Protected area in Bangladesh

Padma Bridge Wildlife Sanctuary is an important protected area in Bangladesh, stretching across the Padma River and its surrounding extensive wetlands and terrestrial areas in the south-central part of the country. The sanctuary covers parts of Faridpur District, Munshiganj District, Shariatpur District, and Madaripur District. It was officially declared by the Government of Bangladesh on 26 November 2020 and published in the government gazette on the same day. Its total area is 11,772.608 hectares (approximately 117.72 square kilometres), of which about three-fourths are wetlands and the remaining are terrestrial areas.

== Location and history ==
The sanctuary has been established across the wetlands along the banks of the Padma River and adjacent lands, covering four districts — Faridpur, Munshiganj, Shariatpur, and Madaripur.

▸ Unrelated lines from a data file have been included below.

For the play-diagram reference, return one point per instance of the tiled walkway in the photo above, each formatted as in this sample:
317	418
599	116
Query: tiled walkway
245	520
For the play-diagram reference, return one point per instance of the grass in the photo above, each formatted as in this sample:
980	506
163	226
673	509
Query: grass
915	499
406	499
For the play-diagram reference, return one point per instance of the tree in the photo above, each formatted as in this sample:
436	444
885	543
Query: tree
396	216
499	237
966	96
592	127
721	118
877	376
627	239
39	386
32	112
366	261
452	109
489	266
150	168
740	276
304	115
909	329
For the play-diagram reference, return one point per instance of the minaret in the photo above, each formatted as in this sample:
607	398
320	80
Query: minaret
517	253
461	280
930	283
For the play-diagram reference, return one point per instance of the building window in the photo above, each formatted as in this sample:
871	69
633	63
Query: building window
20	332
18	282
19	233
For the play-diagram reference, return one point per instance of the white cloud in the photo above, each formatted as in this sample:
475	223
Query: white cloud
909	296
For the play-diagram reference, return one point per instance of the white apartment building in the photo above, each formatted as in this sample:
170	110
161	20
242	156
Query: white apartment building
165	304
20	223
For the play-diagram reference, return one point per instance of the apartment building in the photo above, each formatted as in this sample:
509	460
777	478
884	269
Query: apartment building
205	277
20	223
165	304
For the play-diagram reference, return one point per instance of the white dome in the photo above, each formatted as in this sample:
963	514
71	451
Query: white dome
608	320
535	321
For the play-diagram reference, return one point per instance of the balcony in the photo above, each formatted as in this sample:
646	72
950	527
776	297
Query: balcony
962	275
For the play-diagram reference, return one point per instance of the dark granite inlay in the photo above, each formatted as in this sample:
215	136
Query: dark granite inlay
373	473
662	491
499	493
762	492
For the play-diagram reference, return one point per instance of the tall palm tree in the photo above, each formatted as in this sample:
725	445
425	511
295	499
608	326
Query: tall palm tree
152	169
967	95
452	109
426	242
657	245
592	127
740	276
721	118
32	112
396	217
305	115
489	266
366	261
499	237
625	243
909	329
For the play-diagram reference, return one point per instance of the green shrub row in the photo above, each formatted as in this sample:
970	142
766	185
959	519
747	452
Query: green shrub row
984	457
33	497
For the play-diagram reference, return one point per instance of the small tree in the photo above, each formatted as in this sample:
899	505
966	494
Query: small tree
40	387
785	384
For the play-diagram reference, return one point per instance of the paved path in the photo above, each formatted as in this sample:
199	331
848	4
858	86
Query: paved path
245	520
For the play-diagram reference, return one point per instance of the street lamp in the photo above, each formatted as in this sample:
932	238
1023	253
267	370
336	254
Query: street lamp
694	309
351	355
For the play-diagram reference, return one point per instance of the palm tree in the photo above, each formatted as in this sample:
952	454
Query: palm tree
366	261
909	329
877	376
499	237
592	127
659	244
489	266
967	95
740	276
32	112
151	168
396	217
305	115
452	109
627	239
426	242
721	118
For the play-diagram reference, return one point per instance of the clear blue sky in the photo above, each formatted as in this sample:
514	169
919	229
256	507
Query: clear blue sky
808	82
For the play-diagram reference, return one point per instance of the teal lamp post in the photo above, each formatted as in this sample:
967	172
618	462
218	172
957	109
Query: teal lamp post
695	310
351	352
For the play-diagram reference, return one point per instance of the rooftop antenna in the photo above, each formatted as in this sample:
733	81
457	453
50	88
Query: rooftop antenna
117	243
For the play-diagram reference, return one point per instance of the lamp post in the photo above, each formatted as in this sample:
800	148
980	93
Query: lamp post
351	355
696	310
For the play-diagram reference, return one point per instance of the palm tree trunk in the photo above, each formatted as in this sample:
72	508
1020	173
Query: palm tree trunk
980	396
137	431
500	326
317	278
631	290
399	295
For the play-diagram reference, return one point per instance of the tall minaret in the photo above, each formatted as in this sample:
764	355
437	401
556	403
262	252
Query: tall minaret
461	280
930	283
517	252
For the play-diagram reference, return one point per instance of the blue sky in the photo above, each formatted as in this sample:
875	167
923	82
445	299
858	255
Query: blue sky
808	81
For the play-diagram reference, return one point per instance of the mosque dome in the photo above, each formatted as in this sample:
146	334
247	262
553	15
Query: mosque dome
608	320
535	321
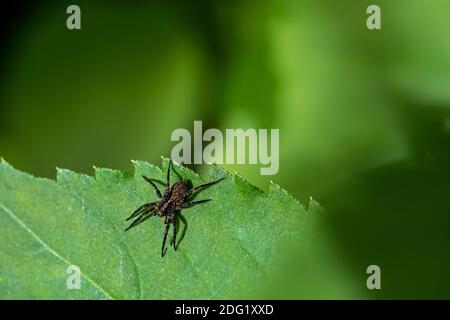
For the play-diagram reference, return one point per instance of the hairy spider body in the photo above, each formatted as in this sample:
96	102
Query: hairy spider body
174	199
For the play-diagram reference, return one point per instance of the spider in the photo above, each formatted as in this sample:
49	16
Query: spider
174	199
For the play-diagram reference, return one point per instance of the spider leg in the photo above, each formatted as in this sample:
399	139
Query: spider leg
203	186
144	216
164	239
158	193
175	235
193	203
141	209
168	175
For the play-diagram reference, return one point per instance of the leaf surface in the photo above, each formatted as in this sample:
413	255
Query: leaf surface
227	248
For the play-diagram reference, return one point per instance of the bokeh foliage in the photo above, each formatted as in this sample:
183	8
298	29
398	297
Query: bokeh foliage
363	115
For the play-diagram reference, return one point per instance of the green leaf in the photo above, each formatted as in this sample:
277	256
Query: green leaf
229	248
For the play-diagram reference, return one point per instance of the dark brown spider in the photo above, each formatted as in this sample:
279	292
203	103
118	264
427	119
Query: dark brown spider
175	199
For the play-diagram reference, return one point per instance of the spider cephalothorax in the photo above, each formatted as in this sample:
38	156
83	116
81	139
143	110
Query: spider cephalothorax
174	199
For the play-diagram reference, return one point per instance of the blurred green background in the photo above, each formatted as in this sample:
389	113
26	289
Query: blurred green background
364	116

Among nearby towns, Madaripur and Shariatpur are notable.

It was officially declared and gazetted on 26 November 2020. The total area of the sanctuary is 117.72 square kilometres, with about three-fourths being wetlands and the remaining one-fourth being land. It is divided into two zones: a core area of 81.19 square kilometres and a buffer area of 36.30 square kilometres.

The river and surrounding areas near Padma Bridge have been rich in biodiversity since ancient times. Rare and endangered aquatic species such as the Ganges river dolphin and various native and migratory birds inhabit this area. The sanctuary aims to conserve this unique river-dependent ecosystem, protect wildlife habitats, and strengthen efforts to preserve local and global biodiversity. River course changes, sand extraction, pollution, and human-induced pressures pose significant threats to this ecosystem.

== Biodiversity ==
The Padma Bridge Wildlife Sanctuary is home to a variety of wildlife and plant species. A total of 25 species of mammals, 112 species of birds, 35 species of reptiles, 16 species of amphibians, 89 species of fish, 20 species of butterflies, and 29 species of mollusks and clams have been recorded. In addition, 312 species of plants and vines are found here.

Notable mammals in the area include the Ganges river dolphin, fox, jackal, otter, fishing cat, jungle cat, mongoose, otter, and civet. The bird population comprises a variety of native and migratory species.

| Class | Species |
|---|---|
| Mammals | Ganges river dolphin, fox, jackal, otter, fishing cat, jungle cat, mongoose, otter, civet |
| Birds | Various native and migratory species |
| Reptiles | Monitor lizard, rat snake, spectacled cobra, checkered keelback, banded krait, lizard, garden lizard, water snakes, turtles, tortoises |
| Turtles and tortoises | Ganges softshell turtle, Indian roofed turtle, river terrapin, yellow tortoise |

This rich biodiversity plays an important role in maintaining the ecological balance of the Padma River and its adjacent areas.

=== Conservation challenges ===
Although the sanctuary was established for biodiversity conservation, sand extraction, river course changes, pollution, and human pressures are being seen as threats to the area.